Progetto che, disatteso dalle istituzioni, è stato, va ribadito, completamente autofinanziato. Tutto in economia, quindi: le due associazioni, grazie alla collaborazione della Casa dello studente "San Carlo Borromeo" e di molti aquilani che hanno accolto i fotografi, sono riuscite ad assicurare a tutti i partecipanti il pernottamento gratuito per l'intera esperienza residenziale.

Grazie al contributo del Dipartimento di scienze umane dell'Università dell'Aquila è stato organizzato un seminario introduttivo, concertato con gli stessi criteri: geografi, urbanisti, architetti, antropologi, psicologi ed esperti di fotografia (anche loro aquilani e non) riuniti per sezionare il territorio a partire dai presupposti che ne articolano la lettura.2 E poi i dibattiti, collettivi e per gruppi, facilitati da un clima conviviale e dalla forza di un luogo che pare aver trasmesso l'energia della terra al pensiero delle persone che l'hanno subìta, un luogo in cui il tempo contratto del postsisma ha prodotto dei processi ipertrofici di trasformazione dei luoghi.


Ma se il tema principale di "Confotografia" si può riassumere nell'esigenza di mettere in discussione le modalità di approccio e di utilizzo della fotografia di territorio, qual è il metodo che è stato proposto, e quali effettive novità ha introdotto?

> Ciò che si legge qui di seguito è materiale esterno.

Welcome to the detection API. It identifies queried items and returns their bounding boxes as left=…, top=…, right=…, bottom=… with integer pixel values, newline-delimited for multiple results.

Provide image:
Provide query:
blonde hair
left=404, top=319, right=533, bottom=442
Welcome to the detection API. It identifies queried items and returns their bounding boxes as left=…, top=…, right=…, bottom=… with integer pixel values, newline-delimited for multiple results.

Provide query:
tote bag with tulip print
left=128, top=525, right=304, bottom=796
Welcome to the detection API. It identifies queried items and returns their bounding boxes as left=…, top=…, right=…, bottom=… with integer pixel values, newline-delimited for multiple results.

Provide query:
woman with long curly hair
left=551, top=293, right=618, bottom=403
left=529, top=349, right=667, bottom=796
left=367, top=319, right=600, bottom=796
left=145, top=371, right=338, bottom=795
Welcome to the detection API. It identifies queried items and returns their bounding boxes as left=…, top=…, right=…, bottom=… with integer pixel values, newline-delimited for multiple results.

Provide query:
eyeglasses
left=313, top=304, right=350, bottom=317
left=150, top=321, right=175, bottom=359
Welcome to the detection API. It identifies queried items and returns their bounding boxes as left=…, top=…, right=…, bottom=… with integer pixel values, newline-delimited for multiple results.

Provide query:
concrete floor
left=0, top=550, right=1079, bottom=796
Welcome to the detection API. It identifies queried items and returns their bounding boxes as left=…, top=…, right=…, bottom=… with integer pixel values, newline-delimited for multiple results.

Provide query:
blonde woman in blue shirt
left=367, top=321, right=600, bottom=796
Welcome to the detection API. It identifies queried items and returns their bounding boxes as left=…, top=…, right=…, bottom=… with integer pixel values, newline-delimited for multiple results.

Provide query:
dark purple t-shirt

Innanzitutto cinquanta fotografi sono proprio tanti. Se poi ognuno di loro ha una "guida" locale, parliamo già di un centinaio di persone coinvolte. Con la partecipazione degli studenti dei licei scientifico, classico e artistico, di quanti hanno preso parte ai molti workshop e delle associazioni locali,3 allora ecco che il dibattito si allarga e le cose che si guardano si possono misurare a partire da punti di vista davvero differenti. Non c'è solo lo sguardo ravvicinato o distante di chi guarda tutti i giorni o per la prima volta qualcosa, c'è anche un'attenzione che si sposta in virtù di conoscenze e attitudini diverse.

I risultati del progetto sono ancora da sviluppare, gli esiti saranno il frutto della vivace discussione che ha visto cittadini, studenti e fotografi lavorare nel fitto programma del laboratorio, e del "caso" che ne accompagnerà l'elaborazione. Ciò che è avvenuto, tuttavia, marca già il segno di qualcosa di nuovo: un processo di reale condivisione, possibile grazie a un atteggiamento di fiducia da parte di tutti. I partecipanti aquilani hanno promesso di redigere una lista di cittadini che intendono rinnovare la propria disponibilità a ospitare e guidare i fotografi che intendono sviluppare ulteriormente il loro lavoro; tra i fotografi, molti hanno in programma di tornare. Si sta definendo la costituzione di un archivio che raccolga tutti i materiali prodotti da fotografi e cittadini (fotografie, video, audio, disegni, testi), nucleo di riferimento per ulteriori sviluppi del progetto; gli organizzatori stanno discutendo le modalità di diffusione dei risultati e del processo (pubblicazioni, esposizioni, diffusione on line).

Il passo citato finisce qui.